Rédigé par : Dubitatif | 11 mars 2011 à 09:35
Le Juge d'Instruction en ESSONNE a tellement bien Instruit QUE ....
Bonjour,
Cette deuxième tuerie atroce en Aveyron a pu ce produire car le Juge d'Instruction de l'ESSONNE, Jean-Marie D'HUY, n'a pas fait son "travail" dans l'enquête de la tuerie de Viry Chatillon.
Ce Juge donnait plus d'importance aux dires de Monsieur Alfredo Stranieri qu'aux inquiétudes '''Justifiées''' des Parents des VICTIMES assassinées.
Cette Instruction bâclée, ce non sens a conduit à ce nouveau drame monstrueux.

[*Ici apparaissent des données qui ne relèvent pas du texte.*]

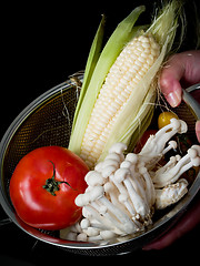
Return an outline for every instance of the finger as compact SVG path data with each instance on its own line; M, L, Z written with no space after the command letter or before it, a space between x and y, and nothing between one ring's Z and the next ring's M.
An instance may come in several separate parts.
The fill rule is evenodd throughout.
M200 51L187 51L172 55L160 75L160 89L172 108L181 102L181 82L187 85L200 81Z
M180 54L171 57L160 76L160 89L172 108L178 106L182 98L180 80L184 75L184 65L180 58Z
M198 141L200 142L200 121L196 122L196 135Z

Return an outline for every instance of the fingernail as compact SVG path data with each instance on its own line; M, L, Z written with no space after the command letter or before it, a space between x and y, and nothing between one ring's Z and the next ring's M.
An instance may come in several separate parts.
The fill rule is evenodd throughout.
M196 122L196 134L197 134L197 139L200 142L200 121Z
M177 91L170 92L166 99L172 108L177 108L181 102L181 95Z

Mais "on " n'en a pas tenu rigueur à ce Juge, car devenu "célèbre dans l'affaire Clearstream où il tente de se faire passer pour un Juge humble, sérieux, anti corruption. Là, l'Instruction a été acharnée, impitoyable, extravagante.

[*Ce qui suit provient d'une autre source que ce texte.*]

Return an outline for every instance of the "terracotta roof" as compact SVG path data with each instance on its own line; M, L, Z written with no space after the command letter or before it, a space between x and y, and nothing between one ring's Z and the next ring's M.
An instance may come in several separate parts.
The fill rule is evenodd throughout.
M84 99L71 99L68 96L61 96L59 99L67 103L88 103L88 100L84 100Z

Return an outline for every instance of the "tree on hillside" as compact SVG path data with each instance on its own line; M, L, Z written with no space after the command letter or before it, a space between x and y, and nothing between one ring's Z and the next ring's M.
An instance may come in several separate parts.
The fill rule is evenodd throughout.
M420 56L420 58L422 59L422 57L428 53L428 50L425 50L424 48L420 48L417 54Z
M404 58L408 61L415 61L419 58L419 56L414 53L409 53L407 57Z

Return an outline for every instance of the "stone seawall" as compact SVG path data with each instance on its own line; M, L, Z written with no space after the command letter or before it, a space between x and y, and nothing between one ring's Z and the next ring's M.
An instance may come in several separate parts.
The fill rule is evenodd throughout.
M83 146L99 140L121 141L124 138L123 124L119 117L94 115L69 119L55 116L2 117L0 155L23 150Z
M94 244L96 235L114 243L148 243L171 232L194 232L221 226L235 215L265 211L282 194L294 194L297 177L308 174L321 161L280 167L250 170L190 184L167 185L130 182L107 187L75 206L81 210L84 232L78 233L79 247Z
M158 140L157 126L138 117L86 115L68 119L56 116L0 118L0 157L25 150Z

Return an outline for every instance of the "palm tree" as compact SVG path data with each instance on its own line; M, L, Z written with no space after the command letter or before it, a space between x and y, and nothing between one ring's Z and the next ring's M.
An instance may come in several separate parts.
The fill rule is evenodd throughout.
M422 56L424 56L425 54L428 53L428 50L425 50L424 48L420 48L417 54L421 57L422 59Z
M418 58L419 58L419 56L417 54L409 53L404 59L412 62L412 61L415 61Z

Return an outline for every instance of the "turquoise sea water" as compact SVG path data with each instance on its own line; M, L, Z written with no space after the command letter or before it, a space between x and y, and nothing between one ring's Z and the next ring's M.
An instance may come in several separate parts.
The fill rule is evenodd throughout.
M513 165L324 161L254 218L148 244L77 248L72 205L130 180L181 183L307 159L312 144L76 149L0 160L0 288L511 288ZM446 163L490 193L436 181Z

-- Pouvons-nous en déduire :
Qu'en FRANCE la VIE des citoyens "d'en bas" n'a pas beaucoup de valeur, d'importance ?
Que la Justice ne serait pas indépendante mais sous "Influences" ?
Rédigé par : GUILLOTON | 19 novembre 2008 à 19:55
Je désire lire des conversation, des échanges d'idées, avoir des réactions, des commentaires des avis, par forum ou autres sur tout ce qui concerne Alfredo Stanieri sur ses faits sur sa vie.
contacter moi par mail.
Merci
Rédigé par : Patrick | 13 août 2008 à 10:20
Une affaire haletante et mystérieuse, ponctuée de nombreux rebondissements. Quand la réalité dépanne les fictions, Hollywood lit les journaux pour s'inventer de nouvelles histoires!